If you find yourself making common ESL mistakes, it's OK. English is one of the hardest languages to learn. Being such a blend of original language sources has led to a kaleidoscope of peculiar spellings for English words and the creation of several hundred homophones.
Twelve Words You Probably Have Wrong
Even the best writers can sometimes mix up the following words. Here are some tips to keep six frequently confused word pairs straight—with the help of some famous quotes!
Accept is a verb meaning "to receive."
"I have no methods; all I do is accept people as they are." – Joan Rivers
Except is usually a preposition meaning "to exclude."
"I can resist everything except temptation." – Oscar Wilde
Affect is most often used as a verb meaning "to influence."
"Video games don't affect kids. If Pac-Man had affected us as kids, we'd all be running around in darkened rooms, munching magic pills and listening to repetitive electronic music." – Nintendo CEO
Effect is most often used as a noun meaning "a result."
"Surrealism had a great effect on me because then I realised that the imagery of my mind wasn't insanity." – John Lennon
Farther refers to a physical distance.
"Go as far as you can see; when you get there, you'll be able to see farther." – J.P. Morgan
Further refers to an extension of time or degree.

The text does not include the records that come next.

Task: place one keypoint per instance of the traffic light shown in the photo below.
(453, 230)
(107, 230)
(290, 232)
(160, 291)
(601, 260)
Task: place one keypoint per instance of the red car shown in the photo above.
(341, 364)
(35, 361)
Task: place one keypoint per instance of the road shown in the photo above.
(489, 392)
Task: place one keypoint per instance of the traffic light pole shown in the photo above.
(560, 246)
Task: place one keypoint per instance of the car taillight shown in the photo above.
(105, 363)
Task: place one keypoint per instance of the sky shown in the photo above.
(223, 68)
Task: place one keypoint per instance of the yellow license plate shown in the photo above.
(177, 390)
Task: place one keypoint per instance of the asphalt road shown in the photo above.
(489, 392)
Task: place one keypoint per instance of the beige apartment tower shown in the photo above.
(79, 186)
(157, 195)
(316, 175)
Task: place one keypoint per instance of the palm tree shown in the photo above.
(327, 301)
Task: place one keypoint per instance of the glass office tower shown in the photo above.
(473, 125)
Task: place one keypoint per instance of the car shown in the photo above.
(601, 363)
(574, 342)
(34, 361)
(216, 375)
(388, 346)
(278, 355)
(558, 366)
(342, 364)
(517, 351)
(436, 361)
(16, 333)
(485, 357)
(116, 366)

"If you can do what you do best and be happy, you're further along in life than most people." – Leonardo DiCaprio
Lay is a transitive verb meaning "to put or place."
"When I lay my head on the pillow at night I can say I was a decent person today. That's when I feel beautiful." – Drew Barrymore
Lie is an intransitive verb meaning "to recline or rest."
"You're not drunk if you can lie on the floor without holding on." – Dean Martin
Than is a conjunction used in comparisons.
"We loved with a love that was more than love." – Edgar Allan Poe
Then is an adverb denoting time.
"Get your facts first, then you can distort them as you please." – Mark Twain
"Which" introduces a non-restrictive clause that provides additional information but doesn't change the meaning of the sentence. A "which" clause is preceded by a comma. Does the first part of the sentence make sense on its own? Then a "which" is what you need.
"The more you like yourself, the less you are like anyone else, which makes you unique." – Walt Disney
"That" is restrictive, meaning if you remove the part of the sentence introduced by "that," then the sentence will no longer make sense.
"I believe that when you put a smile out there, you get a smile back."